His painting is eclectic and made through digital techniques. It is figurative, with hints of surrealism and impressionism, with both abstract and recognizable components that look like taken from unreal worlds, imaginary landscape with bending horizons.
His paintings are very personal and related to his moods and emotions, and in them he expresses the ideas he has in his memory. «If I’m travelling and I see things that move me, when I later arrive at my hotel bedroom I start drawing with those memories», he says.
Hugo studied Architecture and there he explored the artistic styles throughout the history of art. He has been learning techniques and styles from the currents and their greater artists. Yet, he says he doesn’t opt for one in particular. It is difficult to define his style. It has influences from the impressionists – who do not draw a landscape the way they see it, but the way they feel it -, from the futurists – who at the beginning of the 19th century mixed painting and sculpture in their drawings -, and some bits from the Pop Art movement as well.
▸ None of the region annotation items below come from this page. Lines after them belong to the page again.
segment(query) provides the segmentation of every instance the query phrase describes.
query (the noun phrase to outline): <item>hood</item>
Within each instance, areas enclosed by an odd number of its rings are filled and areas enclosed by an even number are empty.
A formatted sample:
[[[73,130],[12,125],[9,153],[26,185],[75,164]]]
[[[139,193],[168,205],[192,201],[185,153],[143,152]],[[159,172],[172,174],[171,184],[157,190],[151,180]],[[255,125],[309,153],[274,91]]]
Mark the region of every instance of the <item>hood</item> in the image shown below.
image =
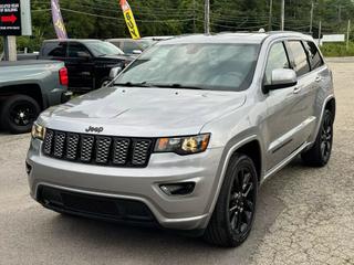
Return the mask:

In his works there are references to both architecture and painting. The artist points out how architecture studies have «a great part of artistic education. I learnt to draw and, many times, while I’m working as an architect, I imagine things and the way I’d wish them to be. This process of imagination always ends up in my drawings, somehow».
Fuerteventura is also present in his works. No matter what he draws, be it either a landscape in Los Angeles or a planet and the Moon, it is always inspired by the island landscape. «The silhouette of the sea and the shape of the mountains are always present», he claims.
Hugo is the president of the Professional Association of Architects of Fuerteventura. Being involved in subjects of art and historic heritage, he is surprised about how on the island «there are much more people interested in the art world as spectators than it really seems». According to him, the problem is that «there is no artistic offer on the island. It looks like local people aren’t interested in that, but I realized it is not true. If there were a decent gallery and exhibitions, people would go».
Last summer he put his works on sale through Saatchi Gallery, both a showroom and an online gallery – a sort of Amazon – where everybody can exhibit and sell their works.
In August 2018, he presented some series of his drawings to The Other Art Fair with the links to his Instagram profile and to his website www.hugoramimybrain.com. In December, he was informed he had been selected for the fairs of Chicago, Los Angeles and Melbourne.
In the end he decided to go to Los Angeles’ fair, the second most important art event of the city. Rami’s works were exhibited from 28th till 31st March, together with creators from all over the world. «I thought it was a fair for unknown artists, without such a repercussion, and I found myself with veterans of the fairs. It was far beyond any expectation I had», he says.
A short while after landing in Fuerteventura, he went back to the Los Angeles to participate in a charity auction for the reconstruction in Nepal after the earthquake. In his agenda, there are exhibitions in Lanzarote Airport and in Telde, Gran Canaria, plus others he wishes to have in 2020.